13. The system according to claim 12, wherein to validate the reasoning indicators, the one or more processors are configured to determine validation to be successful when the access score exceeds the threshold and determine an unsuccessful validation when the access scores does not exceed the threshold.
14. The system according to claim 11, wherein to grant access to the requested resource, the one or more processors are configured to determine the least privileges based on the historical contextual data including past privileges granted for similar access requests.
15. The system according to claim 11, wherein the one or more processors are configured to deny access to the requested resource based on a determination that the validation is unsuccessful.
16. The system according to claim 11, wherein the one or more processors are configured to:
provide the set of tasks associated with the resource to the requester, wherein the set of tasks is one of (a) a predefined set of tasks stored in a memory, or (b) a dynamically generated set of tasks based on the access request and the relational parameters; and
evaluate the correctness of the received response inputs on the set of tasks based on labelled outcomes in order to determine knowledge of the requester regarding the requested resource.
17. The system according to claim 11, wherein the one or more reasoning indicators are associated with a dynamic lifespan, and the access granted automatically decays or expires once the dynamic lifespan elapses.
18. The system according to claim 11, wherein the intent indicators are indicative of scope of the resource being requested, method of request, frequency of access, location of access, and extent of privileges requested, and
wherein the historical contextual information is associated with one or more of (a) the requester or other similar requesters, (b) the requested resource or similar resources, and (c) the access request or other similar access requests.
19. The system according to claim 11, wherein the one or more relational parameters further include one or more of temporal patterns, data patterns, access patterns, patterns related to the access request, patterns related to the events, patterns related to relations between the events and resources stored in a datastore, contextual evidence, and relational evidence.

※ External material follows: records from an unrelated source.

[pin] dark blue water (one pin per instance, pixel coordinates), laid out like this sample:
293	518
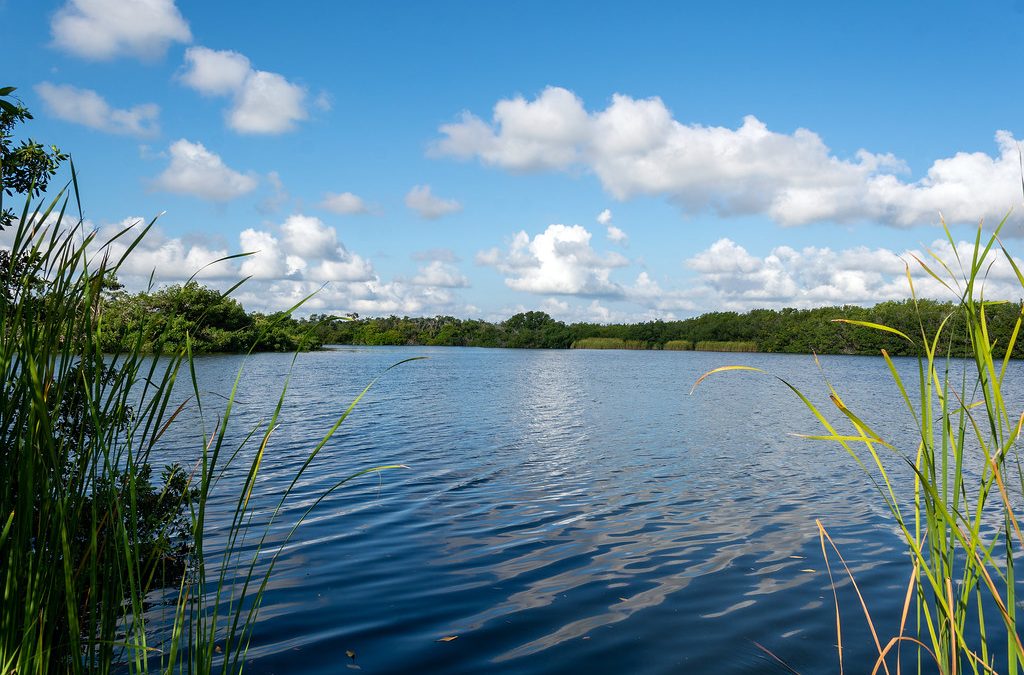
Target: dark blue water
563	511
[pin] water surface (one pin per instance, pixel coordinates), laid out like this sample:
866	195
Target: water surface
564	511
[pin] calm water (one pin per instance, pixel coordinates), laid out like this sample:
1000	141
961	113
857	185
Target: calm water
564	511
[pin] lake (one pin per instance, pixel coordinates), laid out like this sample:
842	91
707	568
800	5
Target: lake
566	510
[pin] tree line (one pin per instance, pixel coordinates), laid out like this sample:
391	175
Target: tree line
214	323
820	330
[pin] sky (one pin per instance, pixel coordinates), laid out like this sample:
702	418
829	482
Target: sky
594	160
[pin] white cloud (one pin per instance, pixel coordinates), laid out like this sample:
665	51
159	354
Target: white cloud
616	236
104	29
267	103
344	282
559	260
309	237
215	73
546	133
195	170
262	101
440	275
424	203
87	108
636	148
344	203
730	278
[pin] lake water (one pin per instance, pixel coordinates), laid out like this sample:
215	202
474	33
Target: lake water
565	511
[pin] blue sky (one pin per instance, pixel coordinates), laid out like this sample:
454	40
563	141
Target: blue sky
597	161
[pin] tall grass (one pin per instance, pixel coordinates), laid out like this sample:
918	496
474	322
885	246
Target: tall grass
717	345
955	496
86	532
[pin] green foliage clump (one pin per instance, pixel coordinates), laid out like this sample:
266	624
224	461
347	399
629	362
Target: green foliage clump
821	330
718	345
27	167
211	321
609	343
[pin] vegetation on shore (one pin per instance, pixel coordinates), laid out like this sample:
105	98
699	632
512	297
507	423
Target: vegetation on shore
822	330
957	507
92	382
211	321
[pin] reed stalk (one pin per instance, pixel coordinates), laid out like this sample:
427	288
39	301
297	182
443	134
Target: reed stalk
87	533
955	495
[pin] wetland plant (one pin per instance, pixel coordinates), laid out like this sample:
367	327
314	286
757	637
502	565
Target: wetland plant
88	534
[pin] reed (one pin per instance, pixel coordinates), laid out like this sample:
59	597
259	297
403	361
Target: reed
87	532
952	496
716	345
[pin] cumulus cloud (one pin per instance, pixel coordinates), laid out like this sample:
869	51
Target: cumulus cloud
87	108
635	146
421	200
104	29
262	102
559	260
195	170
440	275
729	277
616	236
344	203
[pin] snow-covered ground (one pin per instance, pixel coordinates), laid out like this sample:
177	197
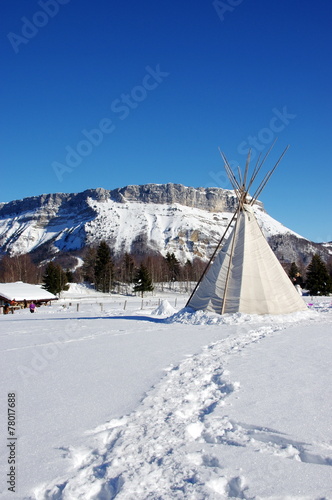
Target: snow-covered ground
122	399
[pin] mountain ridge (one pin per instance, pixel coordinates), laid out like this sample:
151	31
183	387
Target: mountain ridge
150	218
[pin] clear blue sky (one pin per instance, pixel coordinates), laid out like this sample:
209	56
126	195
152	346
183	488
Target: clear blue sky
166	84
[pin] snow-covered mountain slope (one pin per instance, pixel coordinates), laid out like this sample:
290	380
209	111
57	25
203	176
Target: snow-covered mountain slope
138	219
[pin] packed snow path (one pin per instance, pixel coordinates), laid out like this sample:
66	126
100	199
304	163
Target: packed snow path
181	443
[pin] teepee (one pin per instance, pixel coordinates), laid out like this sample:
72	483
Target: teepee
243	274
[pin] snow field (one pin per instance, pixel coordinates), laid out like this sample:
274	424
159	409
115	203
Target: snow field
134	405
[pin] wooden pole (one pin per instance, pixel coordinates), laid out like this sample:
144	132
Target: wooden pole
230	263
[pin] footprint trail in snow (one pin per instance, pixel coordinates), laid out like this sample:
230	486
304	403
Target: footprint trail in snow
154	452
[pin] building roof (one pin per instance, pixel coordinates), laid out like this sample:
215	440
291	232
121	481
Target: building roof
20	291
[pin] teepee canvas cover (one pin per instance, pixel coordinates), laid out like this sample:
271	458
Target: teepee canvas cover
245	275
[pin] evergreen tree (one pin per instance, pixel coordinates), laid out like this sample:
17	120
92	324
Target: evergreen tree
88	267
318	279
54	279
129	266
173	266
295	275
103	268
142	280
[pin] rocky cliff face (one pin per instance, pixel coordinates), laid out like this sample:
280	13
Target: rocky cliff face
139	219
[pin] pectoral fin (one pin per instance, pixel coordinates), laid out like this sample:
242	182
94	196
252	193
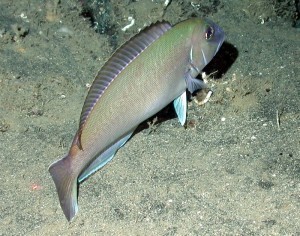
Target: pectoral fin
192	83
180	104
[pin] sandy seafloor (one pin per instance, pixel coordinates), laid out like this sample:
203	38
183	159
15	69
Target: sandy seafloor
235	170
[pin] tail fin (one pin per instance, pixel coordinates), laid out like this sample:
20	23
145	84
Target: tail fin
66	185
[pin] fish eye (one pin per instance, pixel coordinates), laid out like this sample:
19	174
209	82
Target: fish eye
209	32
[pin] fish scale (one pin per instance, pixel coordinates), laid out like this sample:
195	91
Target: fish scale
144	75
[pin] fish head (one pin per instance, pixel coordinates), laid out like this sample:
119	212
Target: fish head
206	41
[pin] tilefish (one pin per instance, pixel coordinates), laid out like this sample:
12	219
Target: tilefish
152	69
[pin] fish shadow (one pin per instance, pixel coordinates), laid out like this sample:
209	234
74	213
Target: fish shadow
218	66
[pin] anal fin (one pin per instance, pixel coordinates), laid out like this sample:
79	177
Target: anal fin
104	157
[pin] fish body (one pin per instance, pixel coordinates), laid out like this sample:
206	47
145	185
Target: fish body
144	75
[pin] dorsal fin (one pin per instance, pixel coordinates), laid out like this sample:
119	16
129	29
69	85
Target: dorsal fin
117	63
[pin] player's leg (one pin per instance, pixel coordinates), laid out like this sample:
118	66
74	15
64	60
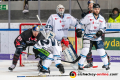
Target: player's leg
57	58
103	39
15	58
101	52
47	57
84	52
89	59
20	46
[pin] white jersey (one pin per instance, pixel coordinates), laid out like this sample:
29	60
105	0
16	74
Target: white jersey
47	43
92	25
60	25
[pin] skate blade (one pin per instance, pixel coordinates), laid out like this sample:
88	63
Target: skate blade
94	70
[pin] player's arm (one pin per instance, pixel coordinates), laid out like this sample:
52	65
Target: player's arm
49	25
102	28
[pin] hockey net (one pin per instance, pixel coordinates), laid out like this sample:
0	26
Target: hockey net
27	57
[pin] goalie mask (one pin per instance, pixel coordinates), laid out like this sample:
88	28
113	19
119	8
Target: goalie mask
60	7
36	28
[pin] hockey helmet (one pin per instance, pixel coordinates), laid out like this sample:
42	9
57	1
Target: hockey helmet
58	7
90	1
96	6
36	28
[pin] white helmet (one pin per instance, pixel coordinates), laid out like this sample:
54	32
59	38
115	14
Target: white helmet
58	7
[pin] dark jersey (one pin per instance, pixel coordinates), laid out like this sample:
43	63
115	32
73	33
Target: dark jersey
26	37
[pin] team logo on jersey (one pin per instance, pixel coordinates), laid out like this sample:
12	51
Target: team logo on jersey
91	19
72	74
100	21
63	25
68	17
56	18
95	27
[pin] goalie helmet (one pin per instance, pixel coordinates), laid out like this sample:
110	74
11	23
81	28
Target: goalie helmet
90	1
58	7
65	41
96	6
36	28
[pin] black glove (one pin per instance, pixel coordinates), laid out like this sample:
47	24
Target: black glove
79	33
99	33
83	14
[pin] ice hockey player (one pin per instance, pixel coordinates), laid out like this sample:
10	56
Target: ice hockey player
26	38
89	55
95	25
48	50
59	23
90	8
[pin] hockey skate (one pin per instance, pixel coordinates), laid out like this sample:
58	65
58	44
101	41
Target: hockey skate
80	68
43	71
12	67
61	68
108	63
89	65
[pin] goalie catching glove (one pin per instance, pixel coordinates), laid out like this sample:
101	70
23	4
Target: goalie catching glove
99	33
42	53
79	33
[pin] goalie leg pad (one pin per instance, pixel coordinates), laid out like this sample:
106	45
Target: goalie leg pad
103	56
61	68
41	53
47	62
83	55
17	55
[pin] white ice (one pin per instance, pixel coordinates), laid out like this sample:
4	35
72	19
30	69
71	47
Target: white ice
5	74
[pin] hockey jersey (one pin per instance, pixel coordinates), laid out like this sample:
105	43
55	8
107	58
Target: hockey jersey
60	25
93	25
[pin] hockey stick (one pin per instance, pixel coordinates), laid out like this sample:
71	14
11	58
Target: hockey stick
41	24
73	62
106	33
80	6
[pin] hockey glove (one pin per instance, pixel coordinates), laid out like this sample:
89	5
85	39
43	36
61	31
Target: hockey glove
99	33
79	33
31	43
83	14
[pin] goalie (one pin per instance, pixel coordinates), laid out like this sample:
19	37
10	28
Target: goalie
27	38
59	23
48	50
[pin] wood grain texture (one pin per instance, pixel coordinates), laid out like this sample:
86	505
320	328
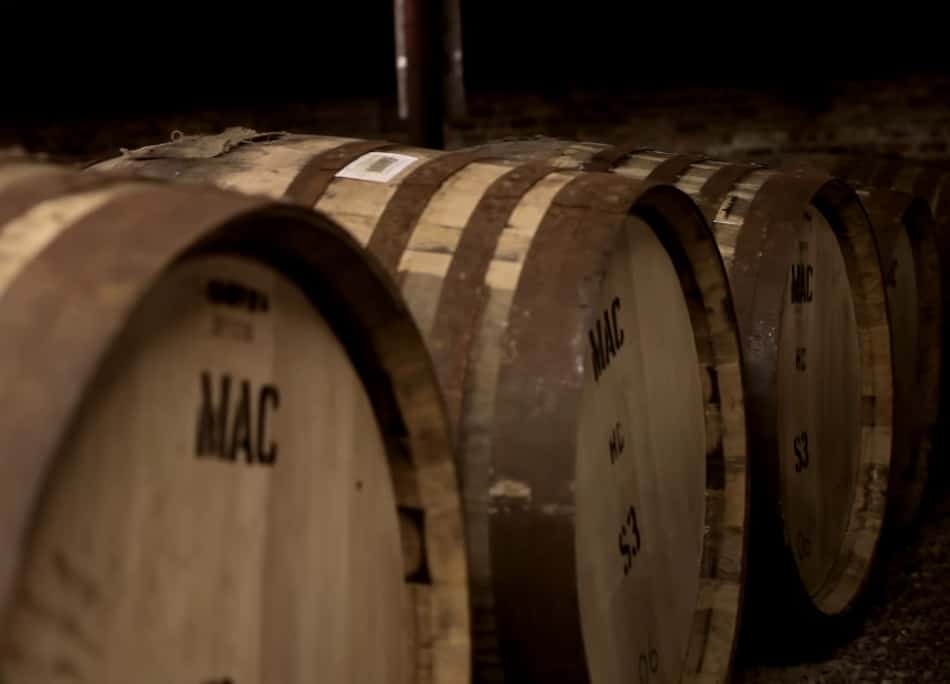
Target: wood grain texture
908	240
757	214
206	568
503	265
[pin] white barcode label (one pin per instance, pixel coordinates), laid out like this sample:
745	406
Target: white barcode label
378	167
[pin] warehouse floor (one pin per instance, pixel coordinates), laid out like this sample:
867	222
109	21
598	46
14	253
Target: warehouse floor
903	633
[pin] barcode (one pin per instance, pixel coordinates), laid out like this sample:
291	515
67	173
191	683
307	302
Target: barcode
377	167
380	164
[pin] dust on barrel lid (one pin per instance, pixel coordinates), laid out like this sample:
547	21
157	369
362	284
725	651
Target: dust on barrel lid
803	266
223	419
583	332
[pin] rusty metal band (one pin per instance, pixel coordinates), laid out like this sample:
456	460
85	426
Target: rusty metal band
670	170
758	278
609	157
713	192
316	175
395	225
536	404
463	297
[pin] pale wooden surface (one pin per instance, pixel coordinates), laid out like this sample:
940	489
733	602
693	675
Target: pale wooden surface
637	609
819	404
256	580
708	612
150	564
859	528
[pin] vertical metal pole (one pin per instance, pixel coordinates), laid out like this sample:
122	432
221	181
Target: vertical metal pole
425	51
455	79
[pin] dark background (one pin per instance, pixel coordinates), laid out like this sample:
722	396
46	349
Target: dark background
79	83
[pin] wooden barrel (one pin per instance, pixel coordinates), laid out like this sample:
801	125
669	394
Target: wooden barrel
917	238
582	328
220	416
809	296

20. A non-transitory computer-readable storage medium comprising instructions executable by a processor, the instructions to cause the processor to perform or control performance of operations that comprise:
receiving an access request from a device associated with a requester for accessing a resource in a computing environment;
generating one or more relational parameters associated with the requester, the requested resource, and the access request, the one or more relational parameters including historical contextual information and intent indicators;
generating one or more reasoning indicators indicative of a reason for the access request, based on events associated with one or more of the requested resource, the computing environment, and external systems;
receiving response inputs on a set of tasks associated with the requested resource, the tasks being indicative of knowledge required to access the requested resource;
validating the one or more reasoning indicators using the one or more relational parameters and the response inputs, wherein the validation includes evaluating an alignment between the one or more reasoning indicators, the one or more relational parameters, and the response inputs; and
based on a determination that the validation is successful, granting access to the requested resource with a set of privileges that corresponds to least privileges required for the access.